The Signing of Contract Ceremony took place on Monday, November 4, 2013 at the House of Culture, Regent Street, Belize City. The Government of Belize received counterpart funding from the European Union via the Belize Rural Development Program II (BRDP II) to finance a project entitled “Making Tourism Benefit Communities Adjacent to Archaeological Sites:” Co-financing for the project is being provided by the Government of Belize through the Ministry of Tourism and Culture represented by the Belize Tourism Board and the National Institute of Culture and History. The project is being implemented by the Belize Tourism Board and the National Institute of Culture and History through a Project Execution Unit housed at the Belize Tourism Board offices.

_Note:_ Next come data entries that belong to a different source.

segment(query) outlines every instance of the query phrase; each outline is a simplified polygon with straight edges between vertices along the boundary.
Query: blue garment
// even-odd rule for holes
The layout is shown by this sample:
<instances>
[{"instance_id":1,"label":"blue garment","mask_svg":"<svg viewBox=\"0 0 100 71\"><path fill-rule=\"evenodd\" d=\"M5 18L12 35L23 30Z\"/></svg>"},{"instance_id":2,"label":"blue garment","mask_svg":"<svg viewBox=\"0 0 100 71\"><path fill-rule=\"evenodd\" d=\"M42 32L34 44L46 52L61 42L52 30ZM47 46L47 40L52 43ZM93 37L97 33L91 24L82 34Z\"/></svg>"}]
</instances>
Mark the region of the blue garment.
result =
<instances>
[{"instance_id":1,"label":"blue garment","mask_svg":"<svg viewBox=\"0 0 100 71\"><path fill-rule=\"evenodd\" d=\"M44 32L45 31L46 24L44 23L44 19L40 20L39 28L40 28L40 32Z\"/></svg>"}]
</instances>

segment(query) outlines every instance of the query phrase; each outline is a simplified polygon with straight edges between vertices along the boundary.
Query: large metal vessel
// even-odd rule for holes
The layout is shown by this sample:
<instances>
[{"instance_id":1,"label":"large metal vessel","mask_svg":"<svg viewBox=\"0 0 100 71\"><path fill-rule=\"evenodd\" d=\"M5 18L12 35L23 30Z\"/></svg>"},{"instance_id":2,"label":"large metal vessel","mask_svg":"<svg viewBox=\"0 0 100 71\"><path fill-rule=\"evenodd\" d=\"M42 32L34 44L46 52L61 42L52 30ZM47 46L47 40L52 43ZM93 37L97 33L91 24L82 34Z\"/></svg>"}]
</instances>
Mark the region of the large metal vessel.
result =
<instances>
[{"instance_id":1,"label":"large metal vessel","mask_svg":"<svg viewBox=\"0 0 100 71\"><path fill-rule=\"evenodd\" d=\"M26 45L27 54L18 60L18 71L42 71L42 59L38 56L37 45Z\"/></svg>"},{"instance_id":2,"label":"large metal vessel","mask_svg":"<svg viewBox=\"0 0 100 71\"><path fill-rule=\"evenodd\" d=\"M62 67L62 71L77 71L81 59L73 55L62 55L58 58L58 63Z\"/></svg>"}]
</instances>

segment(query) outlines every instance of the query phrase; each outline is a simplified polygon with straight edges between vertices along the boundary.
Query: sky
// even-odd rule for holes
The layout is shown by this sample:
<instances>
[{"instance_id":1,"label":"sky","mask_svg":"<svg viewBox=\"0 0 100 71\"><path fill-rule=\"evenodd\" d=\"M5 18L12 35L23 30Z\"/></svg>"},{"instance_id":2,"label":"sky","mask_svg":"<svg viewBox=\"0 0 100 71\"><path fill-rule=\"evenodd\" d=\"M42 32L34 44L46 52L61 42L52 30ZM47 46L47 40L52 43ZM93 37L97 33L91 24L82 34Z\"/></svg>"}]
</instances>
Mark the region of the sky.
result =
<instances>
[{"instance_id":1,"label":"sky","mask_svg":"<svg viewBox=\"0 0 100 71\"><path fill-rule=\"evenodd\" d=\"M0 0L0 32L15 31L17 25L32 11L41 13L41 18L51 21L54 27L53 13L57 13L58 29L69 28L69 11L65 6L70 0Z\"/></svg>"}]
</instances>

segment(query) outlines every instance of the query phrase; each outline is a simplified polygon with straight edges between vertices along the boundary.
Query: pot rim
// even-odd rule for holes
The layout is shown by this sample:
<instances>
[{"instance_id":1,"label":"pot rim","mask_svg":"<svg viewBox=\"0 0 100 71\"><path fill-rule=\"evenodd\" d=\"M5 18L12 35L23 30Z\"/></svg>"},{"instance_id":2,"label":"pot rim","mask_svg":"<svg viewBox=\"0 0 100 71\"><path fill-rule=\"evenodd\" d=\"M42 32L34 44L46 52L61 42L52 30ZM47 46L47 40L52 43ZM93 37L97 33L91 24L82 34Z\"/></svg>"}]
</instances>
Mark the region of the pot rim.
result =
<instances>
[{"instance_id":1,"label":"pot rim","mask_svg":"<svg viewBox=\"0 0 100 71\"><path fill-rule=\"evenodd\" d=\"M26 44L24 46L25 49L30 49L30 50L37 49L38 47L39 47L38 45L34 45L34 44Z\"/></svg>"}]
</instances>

The MTBCAAS Project was launched in March 2013 and is made possible with grant funding of BZ$2.75m from the European Union and BZ$1.25 contribution from the Belize Tourism Board and the National Institute of Culture and History for a total estimated cost of BZ$4 million. It is being implemented over 24 month period and scheduled to be completed in November 2014.
The objectives of the project are:
*To improve economic opportunities in rural communities and contribute to the reduction of poverty;
*To enhance the tourism experience through improvements in tourism infrastructure and services at selected sites.
The project intends to achieve three main sets of results:
Making Tourism Benefit Communities Adjacent to Archaeological Sites:
*Results One: Improve the monitoring systems at archaeological sites;
*Results Two: Improve health and safety provisions and infrastructure at archaeological sites;
*Results Three: Enhance the diversification of community based tourism products and services offered at archaeological sites in Belize.
The MTBCAAS Project targets communities adjacent to the following nine archaeological sites:
Xunantunich, Nohoch Che’en (Caves’ Branch), Nim Li Punit, Barton Creek, Altun Ha, Lubaantun, Actun Tunichil Muknal, Lamanai and Blue Creek.